Shelf Life Community Story Project
Amplifying community voices, learning from neighborhood stories, and interrupting narratives of erasure in Seattle's Central District.
Cecil Beattysmaller.jpg

Housing Options

Portrait by Henry Luke

Portrait by Henry Luke

Cecil Beatty moved to Washington state from Oklahoma, during World War II, to work as a machinist in the shipyards. In the early fifties, he bought a home on 31st and Olive, in the Madrona neighborhood (pictured here). After that, he made his living as a house painter and then working for the real estate agent, Morris Hardcastle, who had sold him his home. 

Cecil Beatty

Well, when I came here there were certain districts you could buy a home in. Like from say Madison to Jackson, from 19th down to maybe 25th. And anything outside of that, no one would loan you any money to buy a home. And since there was no homes for sale, there were no apartments for rent. So we stayed in homes, rented one bedroom. I lived in a house with four bedrooms at 16th and Jefferson, and there was four families in there, each one had a room, shared the kitchen and the bath. And that's the way we lived in 1943.

And they had what they called temporary homes, where there was no running water. You only had electricity, so you had to make a fire in the stove to heat water to wash your face or take a bath. And no refrigeration, so we went down to Columbia City and bought ice, brought it back up and put it in the ice box. 

Well there was a realtor here named Hardcastle, and he owned a real estate company at 24th and Union. Right on the corner where the big high rise going up now. So what he did was that he would buy the home in a block and then sell it to a minority, then go next door and tell the neighbor next door, "The value of your house is gonna decrease, because a black person just moved in next door. So I can get you a good price now before you go down." So naturally they would sell. They call that block busting. They did that all over the United States. Where it first started, I don't know, but I know Hardcastle did it here in Seattle. So, just one, one, one. Pretty soon we had that whole Central Area.
He belonged to that real estate club, so they put him out. They didn't want nothing to do with him. And other real estate companies, Windermere and all those places, they wouldn't even let you in the front door, you couldn't even get in the front door, no. We won't sell you any homes. 

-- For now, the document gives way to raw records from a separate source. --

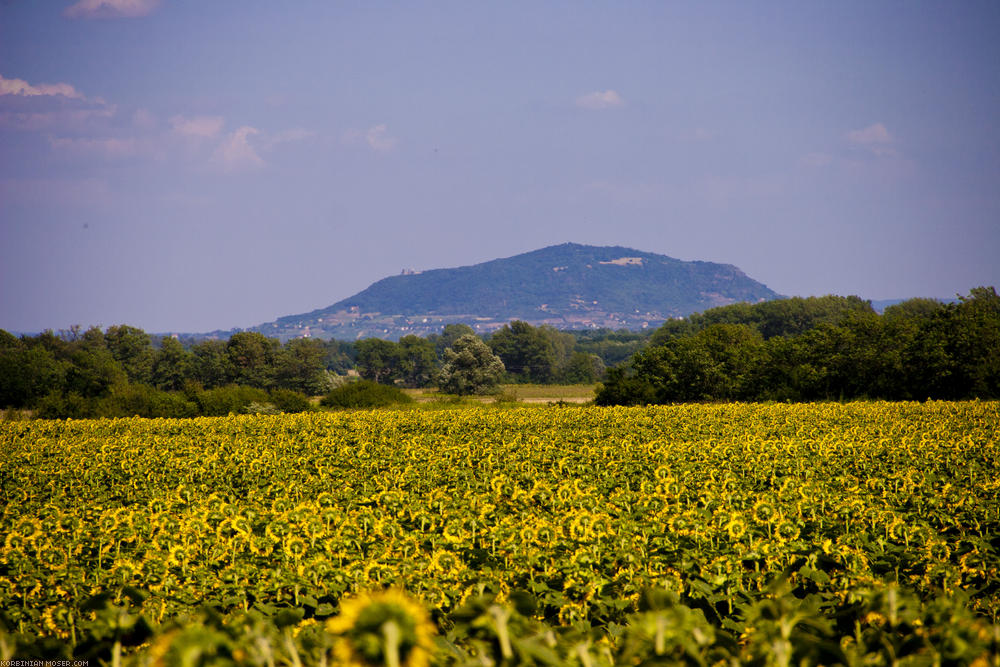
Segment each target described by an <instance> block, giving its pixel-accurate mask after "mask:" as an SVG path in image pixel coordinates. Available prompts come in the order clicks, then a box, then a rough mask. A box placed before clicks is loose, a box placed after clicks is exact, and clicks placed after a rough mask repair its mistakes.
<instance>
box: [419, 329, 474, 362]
mask: <svg viewBox="0 0 1000 667" xmlns="http://www.w3.org/2000/svg"><path fill="white" fill-rule="evenodd" d="M475 335H476V332H475V330H474V329H473V328H472V327H470V326H469V325H468V324H446V325H444V329H442V330H441V333H440V334H435V335H432V336H429V337H428V339H427V340H429V341H431V342H432V343H434V352H435V354H436V355H437V358H438V360H443V359H444V351H445V350H447V349H448V348H449V347H451V346H452V345H454V344H455V341H456V340H458V339H459V338H461V337H462V336H475Z"/></svg>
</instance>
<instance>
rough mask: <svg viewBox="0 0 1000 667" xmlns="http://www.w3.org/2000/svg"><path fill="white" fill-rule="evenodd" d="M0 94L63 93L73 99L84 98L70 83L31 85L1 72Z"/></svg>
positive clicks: (34, 95) (40, 93)
mask: <svg viewBox="0 0 1000 667" xmlns="http://www.w3.org/2000/svg"><path fill="white" fill-rule="evenodd" d="M0 95H20V96H22V97H36V96H42V95H44V96H48V95H61V96H63V97H68V98H71V99H80V100H82V99H83V95H82V94H81V93H80V92H79V91H77V89H76V88H74V87H73V86H71V85H69V84H68V83H40V84H37V85H31V84H30V83H28V82H27V81H25V80H23V79H8V78H5V77H4V76H3V75H2V74H0Z"/></svg>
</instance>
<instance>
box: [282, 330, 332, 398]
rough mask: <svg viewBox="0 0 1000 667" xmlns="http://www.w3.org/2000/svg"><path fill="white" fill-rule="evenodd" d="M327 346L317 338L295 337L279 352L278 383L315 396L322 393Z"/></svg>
mask: <svg viewBox="0 0 1000 667" xmlns="http://www.w3.org/2000/svg"><path fill="white" fill-rule="evenodd" d="M326 357H327V347H326V344H325V343H324V342H323V341H321V340H318V339H316V338H295V339H292V340H290V341H288V342H287V343H285V346H284V347H283V348H282V349H281V350H280V351H279V352H278V354H277V358H276V362H275V365H276V369H275V370H276V385H277V386H278V387H281V388H284V389H291V390H293V391H298V392H302V393H304V394H309V395H311V396H315V395H317V394H320V393H322V391H323V388H324V387H323V383H324V371H325V370H326Z"/></svg>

But you couldn't get a loan outside of that square. They called it redlining. Now if you wanted to buy a house outside the district, like my doctor, Dr Joyner, wanted to live down on Lake Washington Boulevard, so he got a friend of his, a white lady, to buy the house. And then she quit claim deeded it over to him. That's how he moved down on Lake Washington Blvd. Otherwise, you couldn't buy a house down there.